It is that time of the year again! National public safety telecommunicators week, the one week out of the year when 911 dispatchers everywhere are celebrated. I’ve asked myself multiple times why we feel so entitled to an entire week of being thanked and showered with gifts and goodies. It wasn’t until I made a career change that I could clearly see the answer to that why.
I removed myself from the communications center and stepped back into the world everyone else lives in. I was hit by a freight train carrying four years worth of calls I had never taken the time to process. In between sorting through that mess and running a new business, I continued to plug in my headset a few times a week. Flipping back and forth from my happy little business to sitting at a console taking 911 calls was a huge eye opener.
The answer to my question as to why we feel so deserving of this one week was found when I was running my business one Monday morning. None of my customers knew that the day before I was coaching a father through CPR on his three-month-old daughter. She didn’t make it. Nobody knew. Nobody thanked me. Nobody asked if I was alright. I didn’t care about any of that either. I didn’t care because I was just doing my job one Sunday morning. That day when I got off that phone call the 911 line rang again and I answered it. Even though I was going to have nightmares the rest of the week from the previous call, I still picked up the next one.
While I was on that next phone call my coworker walked over to me and set down a piece of chocolate, nudged me on the shoulder and smiled at me. On the inside of the dove chocolate wrapper, it read “It’s your call.” It was my call. I was going to process it however I needed to and then I was going to come back on my next scheduled shift, sit down at the same console and plug in my headset again.

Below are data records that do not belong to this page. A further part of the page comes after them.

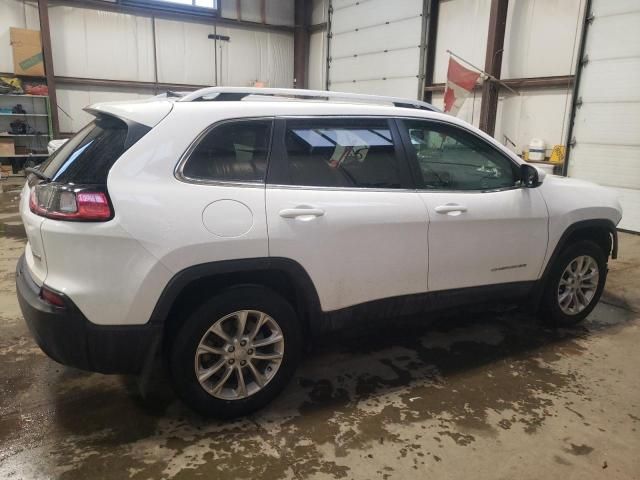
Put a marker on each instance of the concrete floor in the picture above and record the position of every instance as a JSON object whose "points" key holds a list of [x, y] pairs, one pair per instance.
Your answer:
{"points": [[478, 395]]}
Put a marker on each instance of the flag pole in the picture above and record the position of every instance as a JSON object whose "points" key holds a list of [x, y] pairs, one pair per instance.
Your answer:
{"points": [[488, 75]]}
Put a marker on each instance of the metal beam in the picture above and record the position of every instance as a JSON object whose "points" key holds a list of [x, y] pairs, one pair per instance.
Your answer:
{"points": [[131, 85], [493, 64], [301, 35], [45, 36], [432, 34], [558, 81], [175, 14], [318, 27], [586, 21]]}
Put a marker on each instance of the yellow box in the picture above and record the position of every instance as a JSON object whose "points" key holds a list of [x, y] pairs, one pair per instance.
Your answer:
{"points": [[27, 52], [7, 147]]}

To all the 911 dispatchers out there, IT’S YOUR CALL. Every time you pick up the phone, it is your call. You calm the caller, you send the help, you do exactly what you are there to do and then you continue to do that every single call that follows.
I will no longer question the reason for this one week out of the year because 911 dispatchers show up all the other weeks out of the year too. It’s our call. One week of thank yous, gifts and goodies is not too much, 911 dispatchers more than deserve it.
Happy National Public Safety Telecommunicators Week!